In the fourth in our Working for young adults series, we turn our attention to the most important group that we help. Businesses. If you’re confused or surprised, you should be, you might be thinking –
“But Tim, everything you’ve shared has been about the young adults and the work we do for them?” And, as we say in coaching circles – that’s a good challenge. Yes, unquestionably our mission is to support young people, but we can’t do that unless we’re a commercially viable organisation. And, we can’t do that unless we solve real problems that businesses are willing to pay for.
Working for private sector organisations has seen us redevelop the way we work. Before we did that though, we needed to understand the real nature of the challenges businesses are facing. I had the pleasure of speaking with HR leaders, graduate recruiters, apprentice coordinators as well as my peers in the Learning and Development community.
Getting the perspective from 30 businesses; some large, some small, helped evolve our thinking about how best to support the hiring process and the nurturing of their young talent.
What really struck me was, despite the different sectors, scale and geographic location of the businesses I spoke to, three key themes kept coming the surface.
The Search For Meaning
Young people what to make a difference and they want to feel that what they do matters. In short, they want to be connected to a mission.

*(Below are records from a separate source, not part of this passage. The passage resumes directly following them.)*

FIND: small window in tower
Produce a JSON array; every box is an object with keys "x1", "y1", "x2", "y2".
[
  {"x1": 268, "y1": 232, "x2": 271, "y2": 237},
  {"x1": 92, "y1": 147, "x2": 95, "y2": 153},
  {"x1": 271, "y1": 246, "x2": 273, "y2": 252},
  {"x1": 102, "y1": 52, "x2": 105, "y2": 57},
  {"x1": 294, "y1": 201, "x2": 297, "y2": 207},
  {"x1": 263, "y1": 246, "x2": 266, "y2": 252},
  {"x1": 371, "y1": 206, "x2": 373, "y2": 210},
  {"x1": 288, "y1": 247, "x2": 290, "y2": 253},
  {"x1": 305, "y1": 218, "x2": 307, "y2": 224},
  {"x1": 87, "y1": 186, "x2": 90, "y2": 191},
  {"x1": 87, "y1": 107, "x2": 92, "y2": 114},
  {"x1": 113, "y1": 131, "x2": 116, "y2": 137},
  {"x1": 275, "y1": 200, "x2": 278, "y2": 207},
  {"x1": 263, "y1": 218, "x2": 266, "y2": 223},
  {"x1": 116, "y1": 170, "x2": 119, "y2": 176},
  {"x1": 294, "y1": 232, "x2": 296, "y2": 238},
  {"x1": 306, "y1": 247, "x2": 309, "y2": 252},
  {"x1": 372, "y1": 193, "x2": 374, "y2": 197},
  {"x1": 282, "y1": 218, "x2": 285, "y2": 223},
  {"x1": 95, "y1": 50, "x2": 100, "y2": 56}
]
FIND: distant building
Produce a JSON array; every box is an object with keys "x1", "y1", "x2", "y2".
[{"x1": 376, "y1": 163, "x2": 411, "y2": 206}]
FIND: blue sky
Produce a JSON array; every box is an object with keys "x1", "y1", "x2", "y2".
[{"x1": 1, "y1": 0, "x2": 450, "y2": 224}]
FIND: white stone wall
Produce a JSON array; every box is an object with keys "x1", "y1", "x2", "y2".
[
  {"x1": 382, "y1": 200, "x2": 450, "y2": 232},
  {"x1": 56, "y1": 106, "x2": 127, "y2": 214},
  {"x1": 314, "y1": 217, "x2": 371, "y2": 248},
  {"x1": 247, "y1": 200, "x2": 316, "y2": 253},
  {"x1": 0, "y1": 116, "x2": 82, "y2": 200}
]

The Need for human support
We can’t have a ‘sink or swim’ mentality. Anybody that joins an organisation needs support. That’s even more paramount in the case of young people entering the world of work for the very first time or early in their career. And that support absolutely needs to be human. An employees handbook is not enough!
This was the most consistent theme to emerge. Young people don’t want to be herded down a development path. They want and need to be able to shape their learning & development experience.
The insights from those individuals have helped us create a clearer picture of how we fit into the story of a young person joining an organisation for the first time.
Our first commercial pilot with Thorntons Investments in Dundee has given us the opportunity to put the theory into practice and the feedback has been positive. The model we’ve built works and we’ll continue to learn and tweak our approach as necessary. We have to make sure we deliver real value, not just for the young person being coached, but for the business that invests in them.
But what exactly does ‘delivering value’ look like for these commercial organisations? What are the real benefits to the employer?
The Four Ways We Support Businesses
Dissatisfied and disengaged employees don’t tend to hang around long. The promise of a decent pension and benefits doesn’t have as big an impact on a young person who can’t quite comprehend the thought of retirement. Companies invest huge amounts of money on graduate recruitment, money that is wasted if too many young people abandon ship too early.
Coaching helps young people map out their own path within the organisation and gives them a purpose to stay for.
“They’re just not ready?” It’s a common thing we hear from employers. While the young person might have a hugely impressive academic record that doesn’t necessarily mean that they’re equipped and ready to contribute to the success of their employer. The journey from education to employment is tough.
Coaching development helps plug some of the key soft skills gaps and make the transition as painless as possible – for all parties.
It can be hard for us to recall our first day in the World of work. For some, the time has fogged our memory, for others, it was no big deal. But, for some those early days were filled with anxiety. Young people have much more aware of their own mental health. Organisations have a responsibility to support their team.
Coaching development helps young people to understand themselves better so that they are better equipped to cope with the ups and downs of working life.
Not every young person is going to be a high flyer, superstar performer. But, more than ever organisations need to be able to identify those that want to progress as early as they possibly can. And, when they do identify them, they need to be able to show a clear progression path for getting to where they want to be.
Coaching can play a pivotal role in shaping the young person’s understanding of what it is that they really want.
Our role is to help the leaders of organisations have a more engaged young workforce that delivers as much value to the business as they possibly can. We’re not replacing or competing with your own programmes, we’re here to add to the great work that you already do. Our experience is that together we can be stronger.